Hierarchical Non-parametric Bayesian Mixture Models and Applications on Big Data

Halid Yerebaken
Seminar

Abstract:
In a wide variety of domains, from text mining to life sciences, there is an abundance of raw data with unknown structure. The unsupervised learning area of Machine Learning focuses on the methods that can discover these structures without additional label information. The traditional methods in this area assume fixed structures and fit models to data based on these assumptions. However, assuming a specific structure will limit the ability of machine learning algorithms to adapt to rare or emerging patterns. Bayesian non-parametric models offer a great flexibility to discover the hidden structure of data beyond these limits. However, scalability of these algorithms has been a concern in recent years.

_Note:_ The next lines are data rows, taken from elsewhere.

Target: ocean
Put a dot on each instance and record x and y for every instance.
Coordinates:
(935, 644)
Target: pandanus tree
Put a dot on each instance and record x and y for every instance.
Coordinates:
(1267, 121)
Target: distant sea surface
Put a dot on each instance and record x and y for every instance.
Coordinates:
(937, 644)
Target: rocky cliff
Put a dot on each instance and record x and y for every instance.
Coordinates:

In this presentation, we will focus on sampling-based inference mechanisms of the Bayesian non-parametric models and demonstrate how to scale them using modern parallel architecture.

Speaker Biography:
Halid Z. Yerebakan is a Ph.D. candidate in the Computer Sciences Department at Purdue University and a research assistant in the Computer and Information Science Department at IUPUI.  His research focuses on hierarchical nonparametric Bayesian models and their applications in clustering and text mining. Halid is currently developing efficient parallel stochastic sampling algorithms by exploiting conditional independence structure of these models. He interned at Siemens Healthcare, Dow Agrosciences, and Bashpole Software during his Ph.D.